You are viewing a plain text version of this content. The canonical link for it is here.

Posted to user@cassandra.apache.org by Artur Kronenberg <ar...@openmarket.com> on 2015/01/19 15:29:28 UTC

Nodetool removenode stuck

Hi,

we have had an issue with one of our nodes today:

1. Due to a wrong setup the starting node failed to properly bootstrap. 
It was shown as UN in the cluster however did not contain any data and 
we shut it down to fix our configuration issue.

2. We figured we need to remove the node from the cluster before being 
able to restart it cleanly and have it bootstrap automatically. We used 
"nodetool removenode UUID" which caused mutliple nodes in our Datacenter 
to be marked as DOWN for some reason (taken from the log) and a bunch of 
operations against our cluster to fail. The nodes have come up again and 
other than a slight heart attack we are fine.
However, the removenode operation is now stuck and won't continue.

Can anyone recommend on how to proceed safely from here? The node is 
marked as DL in our cluster. I found 
https://issues.apache.org/jira/browse/CASSANDRA-6542 however there is no 
hint on how to handle this properly.

Is it save to use the force option here? We don't want to risk the 
cluster going down for whatever reason again.

Thank you!

Artur

Re: Nodetool removenode stuck

Posted by Eric Stevens <mi...@gmail.com>.

I've seen removenode hang indefinitely also (per CASSANDRA-6542).
Generally speaking, if a node is in good health and you want to take it out
of the cluster for whatever reason (including the one you mentioned),
nodetool decommission is a better choice.  Removenode is for when a node is
unrecoverably offline.  Especially for your scenario where the node joined
the cluster without bootstrapping, decommission should have been fast, it
would have streamed what little data it knows about to the replicas it had
just taken over for, then exited the cluster gracefully.

Theoretically you ought to be able to do removenode force, and that
shouldn't cause disruption in your cluster, but it would make you
immediately due for a repair (why decommission is preferable).

It's surprising to me that removenode caused outages in the rest of your
cluster - I've not seen that personally.  Since you're already seeing
removenode cause troubles it shouldn't cause, it's tough to speculate on
whether variants on it will also be safe.

On Mon, Jan 19, 2015 at 7:29 AM, Artur Kronenberg <
artur.kronenberg@openmarket.com> wrote:

> Hi,
>
> we have had an issue with one of our nodes today:
>
> 1. Due to a wrong setup the starting node failed to properly bootstrap. It
> was shown as UN in the cluster however did not contain any data and we shut
> it down to fix our configuration issue.
>
> 2. We figured we need to remove the node from the cluster before being
> able to restart it cleanly and have it bootstrap automatically.
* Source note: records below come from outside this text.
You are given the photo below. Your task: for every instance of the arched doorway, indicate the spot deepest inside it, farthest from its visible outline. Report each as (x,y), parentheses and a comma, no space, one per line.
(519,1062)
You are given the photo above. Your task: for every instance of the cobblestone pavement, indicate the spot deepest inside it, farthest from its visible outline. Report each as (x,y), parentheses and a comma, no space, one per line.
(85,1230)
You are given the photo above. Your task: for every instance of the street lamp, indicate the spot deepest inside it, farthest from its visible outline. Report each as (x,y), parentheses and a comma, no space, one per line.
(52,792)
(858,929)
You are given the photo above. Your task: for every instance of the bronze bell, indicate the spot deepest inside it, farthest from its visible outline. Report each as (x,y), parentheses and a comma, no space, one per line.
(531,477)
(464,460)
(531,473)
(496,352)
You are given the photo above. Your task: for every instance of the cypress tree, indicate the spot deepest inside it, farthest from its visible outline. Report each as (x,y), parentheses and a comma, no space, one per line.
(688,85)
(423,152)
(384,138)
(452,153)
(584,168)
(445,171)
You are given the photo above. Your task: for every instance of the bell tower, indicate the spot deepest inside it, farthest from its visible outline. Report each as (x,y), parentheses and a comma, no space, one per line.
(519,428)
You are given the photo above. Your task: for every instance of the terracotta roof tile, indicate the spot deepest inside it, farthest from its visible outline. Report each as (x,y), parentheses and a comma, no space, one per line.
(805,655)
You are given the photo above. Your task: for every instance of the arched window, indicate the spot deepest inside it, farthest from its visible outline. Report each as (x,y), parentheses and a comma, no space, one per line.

We used
> "nodetool removenode UUID" which caused mutliple nodes in our Datacenter to
> be marked as DOWN for some reason (taken from the log) and a bunch of
> operations against our cluster to fail. The nodes have come up again and
> other than a slight heart attack we are fine.
> However, the removenode operation is now stuck and won't continue.
>
> Can anyone recommend on how to proceed safely from here? The node is
> marked as DL in our cluster. I found https://issues.apache.org/
> jira/browse/CASSANDRA-6542 however there is no hint on how to handle this
> properly.
>
> Is it save to use the force option here? We don't want to risk the cluster
> going down for whatever reason again.
>
> Thank you!
>
> Artur
>